Greene wasn’t giving Triple-A pitching hosannas he would first offer the Double-A arms he and his Erie cast have seen in 2021.

“In Double A, we saw a lot of it,” he said, speaking of “junk” pitches and off-speed stuff that’s known to be a central part of Triple-A repertoires. “There was always one or two guys a week who threw sliders, or a heavy curveball or heavy change-up, so I feel we’re pretty prepared for that.”

Torkelson added: “I’ve heard that some of the guys in Triple A aren’t as young anymore, but they used to throw harder, and now they’ll do whatever it takes, trying to crawl their way back.
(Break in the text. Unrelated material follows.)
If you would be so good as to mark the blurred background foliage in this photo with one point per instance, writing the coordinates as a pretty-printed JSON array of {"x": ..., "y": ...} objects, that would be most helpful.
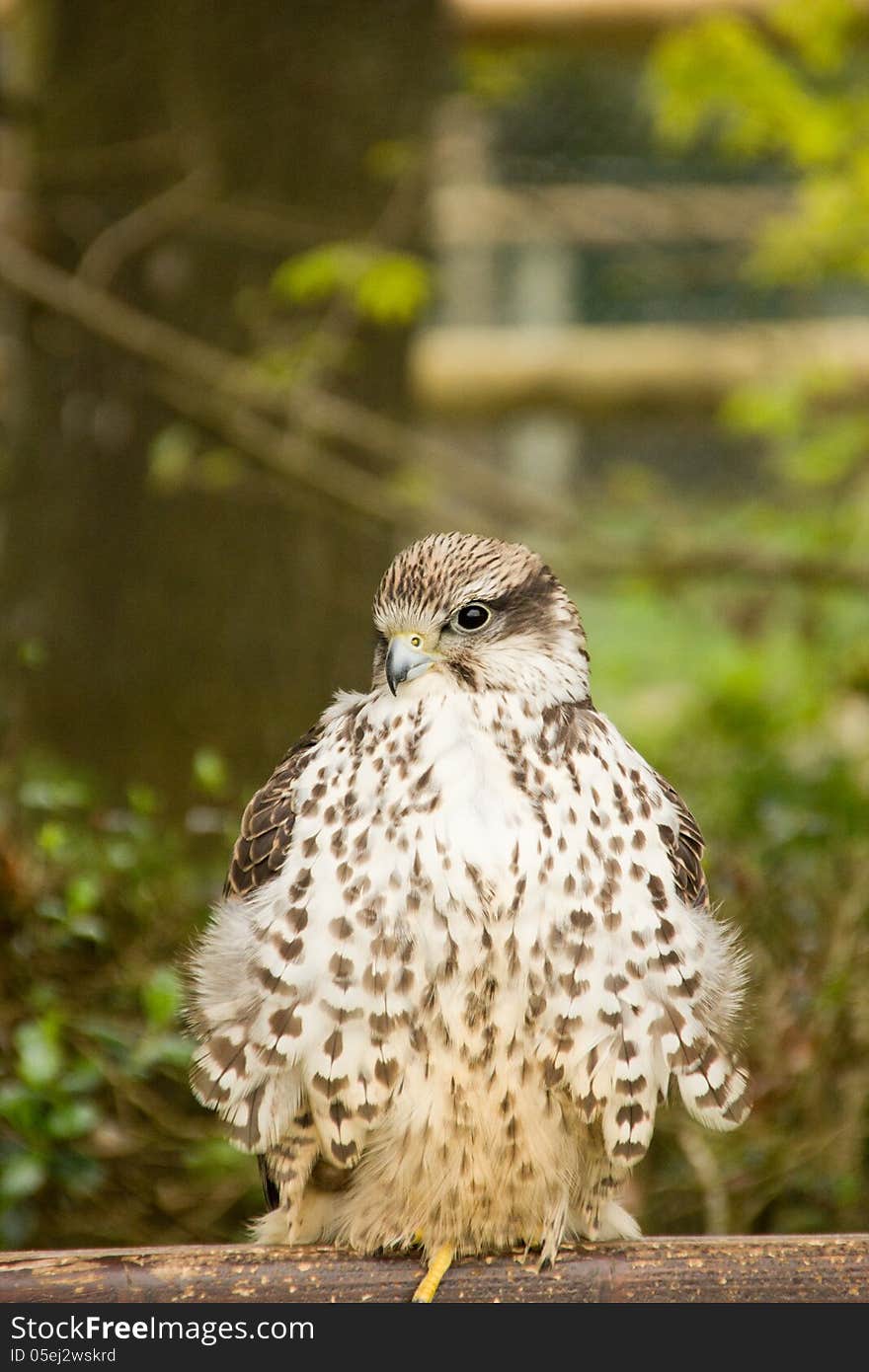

You’re going to get off-speed stuff even in hitters’ counts.”

Their formal Triple-A baptism was to come Tuesday evening at Fifth Third Field where the Mud Hens were set to play Indianapolis in a 7:05 p.m. game.

It will not be new trappings for Greene, or for Torkelson. They were part of last summer’s Tigers taxi squad that trained at Toledo as potential back-ups for the COVID-threatened big-league rosters.

“I feel like it takes a lot off our shoulders, just knowing our way around town, knowing where the field is, and where the clubhouse is, and having been around this coaching staff, already,” said Greene, who until Sunday had been with Erie the entire season, batting left-handed, often blistering the ball: .298 batting average, .381 on-base percentage, .525 slugging, for a .905 OPS, and 16 home runs. “It’s just being familiar with everything.”

Kreidler and Policelli will be less acquainted with Toledo, but no less accustomed to the challenge of minor-league games, anywhere, any time.

It’s about hitting your way to Detroit. The newest phase of Comerica Park preparation was to begin Tuesday night.

Lynn Henning is a freelance writer and former Detroit News sports reporter.